財前は俺の側に寄ってくる。
「謙也さん。かわええなあ、ホンマに」
「離せやっ、何するんっ…」
俺は身を捩ってせめてもの抵抗をする。
「…まあ、そう言ってられるのも今のうち、やで?」
財前はポケットに手をいれる。
カチッと部屋に音が響いた途端、
俺のナカのものが動き出す。
「あッ、うっ、あっ…痛い、っんっ」
「分かります?バイブ、入っとるんすわ。これ遠隔操作可能なんやで?」
そういってスイッチを見せつける。
「ひ、いっ、ぁっや、あ抜いて、っ」
「せやなー…、謙也さん、オカンに電話して。やっぱり5日泊まるって」
「5日?っ…1日や、ない、んっ?ぁっっ、ふっ」
「親、1週間くらい帰ってこないっすわ。せやから」
俺の鞄を漁り、携帯を取り出す。
「下手なマネはせんでな?」
財前の手にはカッターが握られている。
「ッ…プーっ。

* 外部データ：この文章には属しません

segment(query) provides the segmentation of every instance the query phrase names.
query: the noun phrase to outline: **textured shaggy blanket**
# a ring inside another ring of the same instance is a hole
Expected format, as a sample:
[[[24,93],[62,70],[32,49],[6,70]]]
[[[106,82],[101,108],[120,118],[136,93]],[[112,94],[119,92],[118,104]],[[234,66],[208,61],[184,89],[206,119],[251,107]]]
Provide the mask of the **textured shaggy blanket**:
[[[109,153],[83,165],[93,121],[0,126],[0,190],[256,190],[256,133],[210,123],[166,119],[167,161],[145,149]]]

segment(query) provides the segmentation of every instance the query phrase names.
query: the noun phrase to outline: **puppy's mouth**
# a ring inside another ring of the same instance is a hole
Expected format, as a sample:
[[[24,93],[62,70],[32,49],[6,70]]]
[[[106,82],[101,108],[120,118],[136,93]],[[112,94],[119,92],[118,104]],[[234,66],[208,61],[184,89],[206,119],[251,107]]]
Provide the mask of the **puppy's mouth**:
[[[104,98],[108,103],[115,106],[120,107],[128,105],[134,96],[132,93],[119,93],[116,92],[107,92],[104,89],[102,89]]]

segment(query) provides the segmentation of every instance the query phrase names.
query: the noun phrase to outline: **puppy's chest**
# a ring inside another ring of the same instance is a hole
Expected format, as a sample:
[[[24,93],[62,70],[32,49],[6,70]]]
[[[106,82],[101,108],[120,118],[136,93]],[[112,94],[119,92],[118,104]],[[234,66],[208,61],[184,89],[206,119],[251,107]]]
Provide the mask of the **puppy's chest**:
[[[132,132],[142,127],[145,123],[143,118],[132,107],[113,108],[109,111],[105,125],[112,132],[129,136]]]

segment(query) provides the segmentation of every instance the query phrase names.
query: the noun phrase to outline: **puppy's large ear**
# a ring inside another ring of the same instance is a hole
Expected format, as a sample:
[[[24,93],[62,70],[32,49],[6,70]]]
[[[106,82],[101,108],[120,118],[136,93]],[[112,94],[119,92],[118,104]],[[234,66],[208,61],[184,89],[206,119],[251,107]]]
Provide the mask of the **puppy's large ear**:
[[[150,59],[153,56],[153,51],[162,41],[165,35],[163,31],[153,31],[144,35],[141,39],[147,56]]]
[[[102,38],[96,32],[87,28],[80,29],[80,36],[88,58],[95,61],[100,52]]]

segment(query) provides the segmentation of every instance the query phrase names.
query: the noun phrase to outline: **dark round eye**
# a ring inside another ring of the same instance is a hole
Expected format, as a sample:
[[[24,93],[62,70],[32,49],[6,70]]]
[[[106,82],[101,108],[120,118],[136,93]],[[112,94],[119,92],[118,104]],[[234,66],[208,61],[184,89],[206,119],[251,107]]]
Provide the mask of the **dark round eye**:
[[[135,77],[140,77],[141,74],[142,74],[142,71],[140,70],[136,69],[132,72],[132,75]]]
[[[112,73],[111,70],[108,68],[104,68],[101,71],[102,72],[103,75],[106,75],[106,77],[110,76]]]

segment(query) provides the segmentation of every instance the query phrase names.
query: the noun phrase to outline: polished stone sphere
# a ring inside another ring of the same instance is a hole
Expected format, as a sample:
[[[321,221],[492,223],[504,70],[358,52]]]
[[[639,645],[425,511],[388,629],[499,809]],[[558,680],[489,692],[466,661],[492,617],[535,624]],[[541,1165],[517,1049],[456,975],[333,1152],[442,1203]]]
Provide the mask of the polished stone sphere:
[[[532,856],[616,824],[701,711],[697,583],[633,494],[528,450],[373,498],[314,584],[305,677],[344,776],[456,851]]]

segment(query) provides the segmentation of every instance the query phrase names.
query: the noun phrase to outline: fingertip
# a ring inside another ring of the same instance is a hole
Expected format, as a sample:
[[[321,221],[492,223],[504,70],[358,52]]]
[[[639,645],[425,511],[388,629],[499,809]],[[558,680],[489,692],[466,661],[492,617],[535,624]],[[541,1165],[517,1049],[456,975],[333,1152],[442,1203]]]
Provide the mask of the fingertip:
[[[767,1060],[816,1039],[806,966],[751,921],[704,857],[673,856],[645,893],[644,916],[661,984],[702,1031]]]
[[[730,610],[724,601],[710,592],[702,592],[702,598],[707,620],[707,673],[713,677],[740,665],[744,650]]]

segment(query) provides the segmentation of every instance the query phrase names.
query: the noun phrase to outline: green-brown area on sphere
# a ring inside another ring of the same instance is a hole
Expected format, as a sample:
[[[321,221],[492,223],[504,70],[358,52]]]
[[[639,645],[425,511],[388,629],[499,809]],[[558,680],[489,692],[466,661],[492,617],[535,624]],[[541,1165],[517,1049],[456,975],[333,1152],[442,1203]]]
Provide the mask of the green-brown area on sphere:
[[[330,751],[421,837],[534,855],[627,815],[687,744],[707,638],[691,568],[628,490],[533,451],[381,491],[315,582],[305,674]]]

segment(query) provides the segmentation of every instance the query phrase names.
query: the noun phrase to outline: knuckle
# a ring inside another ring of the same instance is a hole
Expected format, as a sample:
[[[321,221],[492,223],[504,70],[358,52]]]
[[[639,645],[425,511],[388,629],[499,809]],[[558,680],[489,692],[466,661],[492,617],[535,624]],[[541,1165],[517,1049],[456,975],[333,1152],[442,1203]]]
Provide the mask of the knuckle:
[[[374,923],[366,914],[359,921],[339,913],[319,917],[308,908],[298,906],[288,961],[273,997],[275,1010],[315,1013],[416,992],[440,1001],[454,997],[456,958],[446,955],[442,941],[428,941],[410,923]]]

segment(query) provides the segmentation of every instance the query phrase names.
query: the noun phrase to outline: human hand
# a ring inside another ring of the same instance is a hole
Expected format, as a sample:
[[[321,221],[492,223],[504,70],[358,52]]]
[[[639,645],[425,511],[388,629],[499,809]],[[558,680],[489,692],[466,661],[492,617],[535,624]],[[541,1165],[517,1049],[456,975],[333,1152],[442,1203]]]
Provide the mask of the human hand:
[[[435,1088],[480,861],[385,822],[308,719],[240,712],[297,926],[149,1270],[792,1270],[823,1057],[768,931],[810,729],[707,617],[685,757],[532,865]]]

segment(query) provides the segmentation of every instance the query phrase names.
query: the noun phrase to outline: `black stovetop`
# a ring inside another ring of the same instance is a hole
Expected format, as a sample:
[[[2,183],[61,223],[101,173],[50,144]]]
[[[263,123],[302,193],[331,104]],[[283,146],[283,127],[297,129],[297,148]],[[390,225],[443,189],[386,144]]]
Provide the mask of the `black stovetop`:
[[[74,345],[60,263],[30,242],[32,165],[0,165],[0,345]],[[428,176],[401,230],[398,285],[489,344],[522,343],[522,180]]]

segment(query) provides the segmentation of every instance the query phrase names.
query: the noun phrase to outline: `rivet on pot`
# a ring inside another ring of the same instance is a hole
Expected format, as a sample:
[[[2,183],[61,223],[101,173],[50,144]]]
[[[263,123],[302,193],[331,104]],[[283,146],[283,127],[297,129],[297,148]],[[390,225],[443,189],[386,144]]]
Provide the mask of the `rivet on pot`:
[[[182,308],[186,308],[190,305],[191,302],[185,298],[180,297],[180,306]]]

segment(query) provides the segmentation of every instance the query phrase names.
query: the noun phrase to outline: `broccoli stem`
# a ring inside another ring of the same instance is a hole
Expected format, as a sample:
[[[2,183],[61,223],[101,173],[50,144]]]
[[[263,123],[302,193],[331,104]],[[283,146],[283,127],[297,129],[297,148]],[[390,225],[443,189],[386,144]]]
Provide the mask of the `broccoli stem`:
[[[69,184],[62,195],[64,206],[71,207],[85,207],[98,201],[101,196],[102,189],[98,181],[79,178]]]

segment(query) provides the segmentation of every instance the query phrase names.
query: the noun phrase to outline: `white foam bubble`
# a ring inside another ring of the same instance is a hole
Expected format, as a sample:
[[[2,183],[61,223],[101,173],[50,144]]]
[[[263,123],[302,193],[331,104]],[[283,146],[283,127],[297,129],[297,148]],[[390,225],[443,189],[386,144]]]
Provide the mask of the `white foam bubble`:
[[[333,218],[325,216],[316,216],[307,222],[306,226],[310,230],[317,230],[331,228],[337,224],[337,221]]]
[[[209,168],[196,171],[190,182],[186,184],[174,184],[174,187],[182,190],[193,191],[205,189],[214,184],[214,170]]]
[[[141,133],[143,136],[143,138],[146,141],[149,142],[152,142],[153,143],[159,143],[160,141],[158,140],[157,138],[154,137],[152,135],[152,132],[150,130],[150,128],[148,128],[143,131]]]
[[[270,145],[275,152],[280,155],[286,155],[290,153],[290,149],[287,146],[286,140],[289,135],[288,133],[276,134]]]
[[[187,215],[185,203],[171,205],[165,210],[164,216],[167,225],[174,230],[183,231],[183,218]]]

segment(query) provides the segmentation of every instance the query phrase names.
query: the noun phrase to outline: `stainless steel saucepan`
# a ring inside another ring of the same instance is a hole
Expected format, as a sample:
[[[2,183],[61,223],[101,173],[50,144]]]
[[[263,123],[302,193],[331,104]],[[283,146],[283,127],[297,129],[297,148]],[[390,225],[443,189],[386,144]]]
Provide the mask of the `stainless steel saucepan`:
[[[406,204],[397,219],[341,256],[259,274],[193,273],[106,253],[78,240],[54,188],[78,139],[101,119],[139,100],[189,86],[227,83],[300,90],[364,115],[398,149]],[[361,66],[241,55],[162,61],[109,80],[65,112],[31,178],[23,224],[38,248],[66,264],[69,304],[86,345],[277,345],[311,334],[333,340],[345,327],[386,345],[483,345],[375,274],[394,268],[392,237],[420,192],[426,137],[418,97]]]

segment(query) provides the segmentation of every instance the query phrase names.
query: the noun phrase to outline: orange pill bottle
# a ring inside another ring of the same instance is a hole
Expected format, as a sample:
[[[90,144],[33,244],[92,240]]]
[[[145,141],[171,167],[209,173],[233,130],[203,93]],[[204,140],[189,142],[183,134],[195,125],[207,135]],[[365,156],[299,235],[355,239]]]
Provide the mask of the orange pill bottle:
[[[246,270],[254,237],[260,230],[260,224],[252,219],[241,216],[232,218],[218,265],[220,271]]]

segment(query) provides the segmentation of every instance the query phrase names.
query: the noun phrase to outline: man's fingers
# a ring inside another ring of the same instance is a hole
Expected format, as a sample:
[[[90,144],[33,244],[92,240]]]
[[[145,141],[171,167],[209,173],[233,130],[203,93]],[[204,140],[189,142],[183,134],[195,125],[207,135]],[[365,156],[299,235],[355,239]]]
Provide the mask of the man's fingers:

もしもし、謙也?どないしたん?」
財前は無言で携帯を渡す。
それと同時に俺を振動が襲う。
きっとバイブは最大。
「ぁあっ、ぅ、オカ、ン?っ」
「どないしたん?」
「はぁ、うっ、やっぱり、5日間、財っ、前、とこ泊まるねんッ」
「ふざけとんの?財前くんに迷惑かかるやん、明日帰ってきい」
財前は俺から携帯を取り上げる。
「何もええんすわ。ウチの親、1週間旅行行っとるんで。まあ、ええもんは食わせられまへんけど。これやったら一緒に部活も行けるし」
財前が笑いながら言うと、オカンも笑って言う。
「ホンマに?謙也が我儘言ってすまんなあ。なら、よろしゅうね」
「いえいえ」
ブツっと電話を切って財前がこっちを見る。